Any tips or ideas on how I can best set something like this up?

snow rider

Install Selenium and WebDriver: Install Selenium in the desired programming language (e.g. Python) and download the appropriate WebDriver (e.g. ChromeDriver for Google Chrome).
Create a URL list: This list can be a simple text file containing each URL on a new line.

The PHP script will be responsible for reading the source code of the web page and extracting the relevant metadata. It could look something like this:
<?php
function extractMetadata($url) {
// Load the URL
$html = file_get_contents($url);

// Extract metadata (e.g. <meta> tags)
$doc = new DOMDocument();
@$doc->loadHTML($html);
$metas = $doc->getElementsByTagName('meta');

$data = [];

foreach ($metas as $meta) {
if ($meta->getAttribute('name')) {
$data[$meta->getAttribute('name')] = $meta->getAttribute('content');
}
}

return $data;
}

// Example call
$url = $argv[1];
$metadata = extractMetadata($url);

// Write results to a file
file_put_contents('metadata.txt', print_r($metadata, true), FILE_APPEND);
The Selenium script can be written in Python and should control the browser to open the URLs and execute the PHP script for each URL.
from selenium import webdriver
import time
import subprocess

# WebDriver Setup
driver = webdriver.Chrome('/path/to/chromedriver')

# Load URL list
with open('urls.txt', 'r') as file:
urls = file.readlines()

for url in urls:
url = url.strip()
driver.get(url)

# Run PHP script and pass URL as parameter
subprocess.call(['php', '/path/to/script.php', url])

# Cache results
time.sleep(2) # Wait time if necessary

# Close browser
driver.quit()
Set up a cronjob that runs the Selenium script periodically.
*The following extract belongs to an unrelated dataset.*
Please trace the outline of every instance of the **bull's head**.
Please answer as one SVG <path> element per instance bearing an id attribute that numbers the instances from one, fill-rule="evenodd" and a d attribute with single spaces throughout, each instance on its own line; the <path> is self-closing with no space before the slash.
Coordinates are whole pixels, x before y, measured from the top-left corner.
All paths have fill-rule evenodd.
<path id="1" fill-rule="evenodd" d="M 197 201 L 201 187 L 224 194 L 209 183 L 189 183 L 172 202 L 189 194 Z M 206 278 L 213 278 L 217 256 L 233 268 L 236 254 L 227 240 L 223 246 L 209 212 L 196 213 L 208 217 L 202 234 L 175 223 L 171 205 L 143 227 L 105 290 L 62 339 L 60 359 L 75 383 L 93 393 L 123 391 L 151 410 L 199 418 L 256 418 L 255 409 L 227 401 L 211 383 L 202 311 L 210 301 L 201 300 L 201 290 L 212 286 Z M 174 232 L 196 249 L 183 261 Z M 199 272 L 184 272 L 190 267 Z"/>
Here is an example of a cron job that runs the script every 24 hours:
0 0 * * * /usr/bin/python3 /path/to/selenium_script.py
Alternative solution without Selenium

If you are looking for a simpler and possibly more efficient solution, you can consider processing the URLs directly in PHP or another server-side script without going through Selenium. The PHP script could load the URLs in the list itself, extract metadata and store it. This would probably be faster and more resource-efficient as no browser rendering is required .

**hlightimpala** · 10.09.2024, 11:50

Hey, that sounds like a pretty cool project you’re working on! Here’s a straightforward approach to handle it. You can create a Python script that uses Selenium to process your URLs. The script would read the list of URLs, go through them one by one, extract the necessary metadata, and save the results to a text file. You can then set up a Cronjob to run this script every 24 hours.
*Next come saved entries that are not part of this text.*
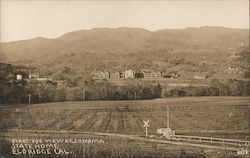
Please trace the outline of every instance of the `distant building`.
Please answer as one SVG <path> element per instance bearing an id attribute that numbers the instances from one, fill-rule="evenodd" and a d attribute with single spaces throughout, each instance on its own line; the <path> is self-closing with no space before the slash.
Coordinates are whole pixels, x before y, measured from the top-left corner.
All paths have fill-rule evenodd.
<path id="1" fill-rule="evenodd" d="M 110 72 L 110 79 L 120 79 L 121 73 L 119 71 Z"/>
<path id="2" fill-rule="evenodd" d="M 169 87 L 188 87 L 190 83 L 167 83 Z"/>
<path id="3" fill-rule="evenodd" d="M 47 82 L 52 81 L 52 78 L 40 77 L 38 74 L 29 73 L 28 80 L 31 82 Z"/>
<path id="4" fill-rule="evenodd" d="M 29 79 L 36 79 L 36 78 L 39 78 L 38 74 L 29 73 Z"/>
<path id="5" fill-rule="evenodd" d="M 142 73 L 143 73 L 143 78 L 146 78 L 146 79 L 151 78 L 152 76 L 151 71 L 143 71 Z"/>
<path id="6" fill-rule="evenodd" d="M 170 73 L 168 73 L 168 74 L 165 74 L 163 77 L 164 77 L 164 78 L 178 78 L 179 75 L 177 74 L 176 71 L 173 71 L 173 72 L 170 72 Z"/>
<path id="7" fill-rule="evenodd" d="M 233 66 L 229 66 L 229 67 L 224 71 L 224 73 L 229 73 L 229 74 L 237 74 L 237 73 L 239 73 L 239 72 L 240 72 L 239 68 L 233 67 Z"/>
<path id="8" fill-rule="evenodd" d="M 22 79 L 23 79 L 23 76 L 20 75 L 20 74 L 17 74 L 17 75 L 16 75 L 16 79 L 17 79 L 17 80 L 22 80 Z"/>
<path id="9" fill-rule="evenodd" d="M 108 71 L 94 71 L 91 73 L 94 80 L 109 79 L 110 73 Z"/>
<path id="10" fill-rule="evenodd" d="M 162 77 L 162 73 L 160 71 L 157 71 L 157 72 L 153 71 L 152 72 L 152 77 L 153 78 L 161 78 Z"/>
<path id="11" fill-rule="evenodd" d="M 143 71 L 143 77 L 145 79 L 155 79 L 155 78 L 161 78 L 162 73 L 160 71 Z"/>
<path id="12" fill-rule="evenodd" d="M 126 79 L 133 79 L 133 78 L 135 78 L 135 71 L 132 70 L 132 69 L 124 71 L 124 77 Z"/>
<path id="13" fill-rule="evenodd" d="M 43 81 L 52 81 L 52 78 L 43 77 L 43 78 L 37 78 L 36 80 L 40 81 L 40 82 L 43 82 Z"/>
<path id="14" fill-rule="evenodd" d="M 171 136 L 175 135 L 175 131 L 171 130 L 170 128 L 158 128 L 157 134 L 161 134 L 163 137 L 170 139 Z"/>
<path id="15" fill-rule="evenodd" d="M 206 74 L 196 74 L 194 75 L 194 79 L 198 79 L 198 80 L 204 80 L 204 79 L 207 79 L 208 78 L 208 75 Z"/>
<path id="16" fill-rule="evenodd" d="M 238 71 L 238 70 L 239 70 L 239 68 L 229 66 L 229 67 L 228 67 L 228 70 L 229 70 L 229 71 Z"/>
<path id="17" fill-rule="evenodd" d="M 110 73 L 108 71 L 102 71 L 100 73 L 100 78 L 101 79 L 109 79 L 109 77 L 110 77 Z"/>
Here’s a rough outline of what you could do: Write a Python script to manage the Selenium browser tasks and metadata extraction. Use time.sleep to ensure the page loads completely before grabbing the data. After extracting the data, append it to a results file. Finally, set up a Cronjob to run your Python script daily.

If you still want to use the PHP script in some way, you can have the Python script call it after saving the data, but for this task, Python with Selenium should be pretty efficient. It’s pretty flexible and doesn’t need too much tweaking to handle a lot of URLs.
level devil

Wer kennt sich mit Selenium aus oder hat zufällig ein geeignetes Script?